Following a public consultation about the future of the highway services, the council will be bringing most small-scale operations back in-house
The council maintains a road network of approximately 2,300 kilometres together with pavements, bridges, the City Walls in Chester, traffic lights, streetlights, trees, gullies, cycle routes and public rights of way.
In October 2012, the council entered into a contract with Ringway Infrastructure Services Limited to carry out maintenance operations on the road network.
This contract will expire after its full 10-year term in October 2022.
The Technical Partner Term Maintenance Contract (Hybrid) model means the council will be bringing most small-scale operations back in-house, potholes, gullies, out of hours services from October 2022.
All large-scale schemes and programmes such as resurfacings, surface dressings, will still be carried out via a contract with the technical partner that is to be appointed following a procurement exercise.
It has also been agreed that all current Highways grass and hedge cutting, weed control and sweeping operations will be transferred to the council’s StreetCare Service ahead of the new model from 1 April 2021.
Part of the case for change in highways service delivery is the council’s Climate Emergency Declaration.
The highway network is the council’s largest physical asset and infrastructure plays a big part in the climate change agenda.
The future model presents opportunities in achieving its priority for Climate Emergency:
- ‘Right first time’ repairs – will reduce operational mileage
- Greening the fleet/plant when purchasing or hiring new equipment
- Maximise recycle and reuse of materials
- Innovation in highway materials and technology
- Sustainable management of drainage systems
- Encouraging the use of other modes of transport – less vehicles on the roads will prolong the life of the network and other assets.
Highways service is also currently experiencing high customer demand yet increasingly constrained government budgets.
Karen Shore, the council’s deputy leader and cabinet member for environment, highways and strategic transport, said: “We wanted to find out views on how our service should be delivered when our current highways contract ends in October 2022.
“All feedback was carefully considered and influenced our preferred service delivery model, which has now been brought to Cabinet.
“The preferred model involves using a technical partner, engaged via a procurement process, to carry out all large-scale schemes and specialist programmes such as surface treatments and resurfacing.

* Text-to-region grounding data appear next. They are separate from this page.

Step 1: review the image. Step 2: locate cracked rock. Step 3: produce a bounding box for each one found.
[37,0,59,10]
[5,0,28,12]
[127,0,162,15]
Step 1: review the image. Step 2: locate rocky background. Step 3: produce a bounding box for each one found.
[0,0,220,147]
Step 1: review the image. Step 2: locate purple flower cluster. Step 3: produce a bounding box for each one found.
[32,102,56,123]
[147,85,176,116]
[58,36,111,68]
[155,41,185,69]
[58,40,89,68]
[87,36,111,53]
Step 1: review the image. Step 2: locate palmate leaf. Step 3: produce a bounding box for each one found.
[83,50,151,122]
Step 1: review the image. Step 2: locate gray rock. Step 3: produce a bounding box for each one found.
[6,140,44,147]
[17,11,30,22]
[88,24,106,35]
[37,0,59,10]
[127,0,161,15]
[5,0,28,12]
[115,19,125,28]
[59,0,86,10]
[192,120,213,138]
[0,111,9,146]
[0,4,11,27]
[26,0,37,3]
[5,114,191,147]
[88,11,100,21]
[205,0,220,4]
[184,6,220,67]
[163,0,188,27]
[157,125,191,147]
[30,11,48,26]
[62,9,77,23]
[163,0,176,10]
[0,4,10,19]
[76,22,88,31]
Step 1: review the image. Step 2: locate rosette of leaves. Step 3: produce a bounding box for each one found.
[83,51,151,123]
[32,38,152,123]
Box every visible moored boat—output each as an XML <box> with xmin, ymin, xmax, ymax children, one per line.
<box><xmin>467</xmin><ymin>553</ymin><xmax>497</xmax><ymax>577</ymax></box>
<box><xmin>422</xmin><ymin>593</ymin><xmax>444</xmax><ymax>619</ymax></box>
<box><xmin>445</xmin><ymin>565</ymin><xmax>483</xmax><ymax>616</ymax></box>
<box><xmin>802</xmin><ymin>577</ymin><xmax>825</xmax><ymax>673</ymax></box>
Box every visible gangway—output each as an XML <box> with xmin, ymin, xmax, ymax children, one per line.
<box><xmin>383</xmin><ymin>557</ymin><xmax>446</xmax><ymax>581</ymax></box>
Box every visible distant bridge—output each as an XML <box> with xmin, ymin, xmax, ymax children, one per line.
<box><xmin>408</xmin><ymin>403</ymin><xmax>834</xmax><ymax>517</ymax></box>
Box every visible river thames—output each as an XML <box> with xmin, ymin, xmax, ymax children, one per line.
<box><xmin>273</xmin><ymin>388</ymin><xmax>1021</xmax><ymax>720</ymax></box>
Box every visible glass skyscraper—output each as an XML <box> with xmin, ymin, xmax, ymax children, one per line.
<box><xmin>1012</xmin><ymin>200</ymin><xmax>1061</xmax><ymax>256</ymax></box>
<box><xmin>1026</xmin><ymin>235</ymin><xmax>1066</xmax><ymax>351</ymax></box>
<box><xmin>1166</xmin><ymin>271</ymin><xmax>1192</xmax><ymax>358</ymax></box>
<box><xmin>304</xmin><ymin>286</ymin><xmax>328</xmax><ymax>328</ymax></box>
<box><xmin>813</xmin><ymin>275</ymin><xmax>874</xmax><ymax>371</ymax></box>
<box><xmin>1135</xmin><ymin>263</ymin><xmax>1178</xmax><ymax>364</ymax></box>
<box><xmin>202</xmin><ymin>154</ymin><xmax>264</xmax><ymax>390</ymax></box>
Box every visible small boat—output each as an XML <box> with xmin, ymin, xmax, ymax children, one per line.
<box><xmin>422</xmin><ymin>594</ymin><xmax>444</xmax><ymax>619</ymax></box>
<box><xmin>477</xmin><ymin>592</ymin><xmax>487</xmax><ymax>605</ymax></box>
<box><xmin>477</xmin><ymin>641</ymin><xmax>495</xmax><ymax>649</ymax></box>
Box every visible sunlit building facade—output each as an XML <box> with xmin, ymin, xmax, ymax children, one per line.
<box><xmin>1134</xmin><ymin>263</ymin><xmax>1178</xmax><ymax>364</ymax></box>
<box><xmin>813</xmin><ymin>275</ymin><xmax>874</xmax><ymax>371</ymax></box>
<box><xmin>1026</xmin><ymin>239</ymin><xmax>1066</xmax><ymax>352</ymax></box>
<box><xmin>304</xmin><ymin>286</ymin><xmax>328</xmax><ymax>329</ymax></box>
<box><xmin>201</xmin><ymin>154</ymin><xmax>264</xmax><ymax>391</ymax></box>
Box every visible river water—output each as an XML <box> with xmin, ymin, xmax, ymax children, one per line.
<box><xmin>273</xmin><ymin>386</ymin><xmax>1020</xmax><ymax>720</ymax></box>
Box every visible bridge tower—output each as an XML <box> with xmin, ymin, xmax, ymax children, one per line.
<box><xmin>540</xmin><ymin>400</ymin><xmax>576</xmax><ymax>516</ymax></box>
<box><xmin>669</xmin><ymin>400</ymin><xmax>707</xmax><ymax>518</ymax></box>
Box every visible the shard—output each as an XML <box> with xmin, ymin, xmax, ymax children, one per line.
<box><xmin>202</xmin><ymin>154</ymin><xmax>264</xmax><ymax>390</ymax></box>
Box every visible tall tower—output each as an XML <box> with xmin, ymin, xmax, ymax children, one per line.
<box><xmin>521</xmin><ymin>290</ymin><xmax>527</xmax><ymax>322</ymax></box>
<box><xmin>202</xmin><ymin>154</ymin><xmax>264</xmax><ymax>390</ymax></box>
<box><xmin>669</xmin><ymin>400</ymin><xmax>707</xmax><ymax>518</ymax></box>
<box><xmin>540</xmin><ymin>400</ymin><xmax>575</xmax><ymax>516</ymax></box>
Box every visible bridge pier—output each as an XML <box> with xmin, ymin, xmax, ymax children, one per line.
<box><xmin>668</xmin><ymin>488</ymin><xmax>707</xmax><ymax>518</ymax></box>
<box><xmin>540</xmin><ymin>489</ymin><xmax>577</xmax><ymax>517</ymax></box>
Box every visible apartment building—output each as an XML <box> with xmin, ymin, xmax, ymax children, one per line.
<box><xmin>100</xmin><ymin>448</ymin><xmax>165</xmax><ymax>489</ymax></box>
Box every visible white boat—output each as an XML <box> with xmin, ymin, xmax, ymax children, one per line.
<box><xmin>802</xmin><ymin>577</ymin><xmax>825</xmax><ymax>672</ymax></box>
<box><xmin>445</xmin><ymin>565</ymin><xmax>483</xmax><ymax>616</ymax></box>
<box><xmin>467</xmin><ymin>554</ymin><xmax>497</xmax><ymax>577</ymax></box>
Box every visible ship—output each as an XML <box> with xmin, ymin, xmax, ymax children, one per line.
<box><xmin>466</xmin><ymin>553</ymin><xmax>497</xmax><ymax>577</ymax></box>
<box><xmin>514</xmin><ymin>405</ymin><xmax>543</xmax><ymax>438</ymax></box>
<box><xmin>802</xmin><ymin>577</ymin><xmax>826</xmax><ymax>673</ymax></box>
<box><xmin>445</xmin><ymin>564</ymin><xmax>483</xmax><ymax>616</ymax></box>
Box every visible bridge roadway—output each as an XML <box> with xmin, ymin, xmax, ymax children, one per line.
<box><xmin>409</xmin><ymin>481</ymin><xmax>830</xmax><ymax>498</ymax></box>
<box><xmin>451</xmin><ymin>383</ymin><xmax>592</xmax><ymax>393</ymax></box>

“However, a number of highway operations will be sourced in-house; this includes reactive/routine maintenance, gully/drainage cleansing, and winter services.
“This method of delivering our services will provide greater flexibility and control, improve communication channels for customers and directly address many of priority issues raised during the extensive consultation while securing valuable contributions from a technical partner.”